الْكَلِمَ  mef’ûlun bih olup fetha ile mansubtur.  مِنْ بَعْدِ  car mecruru  يُحَرِّفُونَ  fiiline müteallıktır.

مِنْ  harf-i ceri mecruruna ibtidaiyye, ba’z, tebyin, karşılaştırma, zaid, sebep, bedel/karşılık, iki şeyi birbirinden ayırt etmek gibi manalar kazandırabilir. (Arapça Dilbilgisi Ayetlerle Nahiv Bilgisi)

مَوَاضِعِه۪  muzâfun ileyh olup kesra ile mecrurdur. Aynı zamanda muzâftır. Muttasıl zamir  ه۪  muzâfun ileyh olarak mahallen mecrurdur.

يُحَرِّفُونَ  fiili sülâsî mücerrede bir harf ilave edilerek mezid yapılan fiillerdendir. 

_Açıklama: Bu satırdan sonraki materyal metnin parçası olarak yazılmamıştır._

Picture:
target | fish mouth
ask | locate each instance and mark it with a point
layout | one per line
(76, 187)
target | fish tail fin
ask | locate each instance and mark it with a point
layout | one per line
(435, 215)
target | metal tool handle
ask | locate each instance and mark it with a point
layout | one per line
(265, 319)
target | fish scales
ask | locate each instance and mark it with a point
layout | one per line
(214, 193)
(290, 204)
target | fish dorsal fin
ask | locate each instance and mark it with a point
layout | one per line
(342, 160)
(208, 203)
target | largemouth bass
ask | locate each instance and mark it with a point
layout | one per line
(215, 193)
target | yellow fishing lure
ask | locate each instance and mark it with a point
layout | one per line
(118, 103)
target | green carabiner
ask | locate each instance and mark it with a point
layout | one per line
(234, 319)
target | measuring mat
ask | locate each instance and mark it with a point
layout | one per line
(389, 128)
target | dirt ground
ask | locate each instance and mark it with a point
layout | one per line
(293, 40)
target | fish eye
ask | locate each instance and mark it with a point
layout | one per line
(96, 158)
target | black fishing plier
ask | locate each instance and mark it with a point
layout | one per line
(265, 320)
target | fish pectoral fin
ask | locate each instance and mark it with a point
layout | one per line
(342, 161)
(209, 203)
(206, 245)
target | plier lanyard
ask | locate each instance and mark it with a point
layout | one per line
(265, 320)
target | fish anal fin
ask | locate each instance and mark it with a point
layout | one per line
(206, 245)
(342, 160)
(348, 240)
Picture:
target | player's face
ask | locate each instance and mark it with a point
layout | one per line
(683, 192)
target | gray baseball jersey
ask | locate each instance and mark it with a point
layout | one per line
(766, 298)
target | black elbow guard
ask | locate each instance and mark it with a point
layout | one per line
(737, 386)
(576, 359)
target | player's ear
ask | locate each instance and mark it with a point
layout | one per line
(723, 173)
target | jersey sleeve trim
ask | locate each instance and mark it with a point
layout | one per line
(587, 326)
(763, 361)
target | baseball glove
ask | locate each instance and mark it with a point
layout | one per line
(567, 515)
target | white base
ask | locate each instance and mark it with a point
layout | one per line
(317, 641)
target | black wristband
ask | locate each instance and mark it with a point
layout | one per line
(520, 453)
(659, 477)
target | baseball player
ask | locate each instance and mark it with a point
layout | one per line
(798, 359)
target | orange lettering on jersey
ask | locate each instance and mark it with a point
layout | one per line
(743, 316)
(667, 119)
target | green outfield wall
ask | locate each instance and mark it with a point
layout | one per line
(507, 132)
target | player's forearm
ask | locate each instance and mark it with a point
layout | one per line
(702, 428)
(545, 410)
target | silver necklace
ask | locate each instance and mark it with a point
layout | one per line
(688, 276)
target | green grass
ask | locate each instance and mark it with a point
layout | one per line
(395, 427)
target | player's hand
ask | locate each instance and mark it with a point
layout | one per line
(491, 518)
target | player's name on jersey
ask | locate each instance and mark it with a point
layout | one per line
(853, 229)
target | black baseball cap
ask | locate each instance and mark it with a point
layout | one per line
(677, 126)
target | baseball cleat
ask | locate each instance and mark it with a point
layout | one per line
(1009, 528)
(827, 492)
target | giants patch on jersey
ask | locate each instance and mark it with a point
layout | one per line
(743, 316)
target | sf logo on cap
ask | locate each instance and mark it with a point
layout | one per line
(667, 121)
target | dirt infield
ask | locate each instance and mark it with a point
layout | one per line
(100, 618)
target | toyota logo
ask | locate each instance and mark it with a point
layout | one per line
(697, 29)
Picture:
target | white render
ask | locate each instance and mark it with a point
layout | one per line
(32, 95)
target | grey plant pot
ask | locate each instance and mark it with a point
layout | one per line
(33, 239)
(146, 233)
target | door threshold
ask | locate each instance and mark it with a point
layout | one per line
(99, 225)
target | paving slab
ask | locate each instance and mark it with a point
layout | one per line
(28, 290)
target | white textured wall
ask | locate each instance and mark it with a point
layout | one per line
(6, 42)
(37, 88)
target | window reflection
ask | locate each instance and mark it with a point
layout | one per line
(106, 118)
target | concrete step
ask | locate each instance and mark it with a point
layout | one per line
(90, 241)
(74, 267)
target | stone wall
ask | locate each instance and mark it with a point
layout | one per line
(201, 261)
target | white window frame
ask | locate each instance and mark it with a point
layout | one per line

Fiil tef’il babındandır. Sülâsîsi  حرف ’dir. Bu bab fiile çokluk (fiilin, failin veya mef'ûlun çokluğu), bir tarafa yönelme, mef'ûlü herhangi bir vasfa nispet etmek, gidermek, bir terkibi kısaltmak, eylemin belli bir zaman diliminde meydana gelmesi, özneyi fiilin türediği şeye benzetmek, sayruret, isimden fiil türetmek, hazır olmak, bir şeyin aralıklarla tekrarlanması manalarını katar.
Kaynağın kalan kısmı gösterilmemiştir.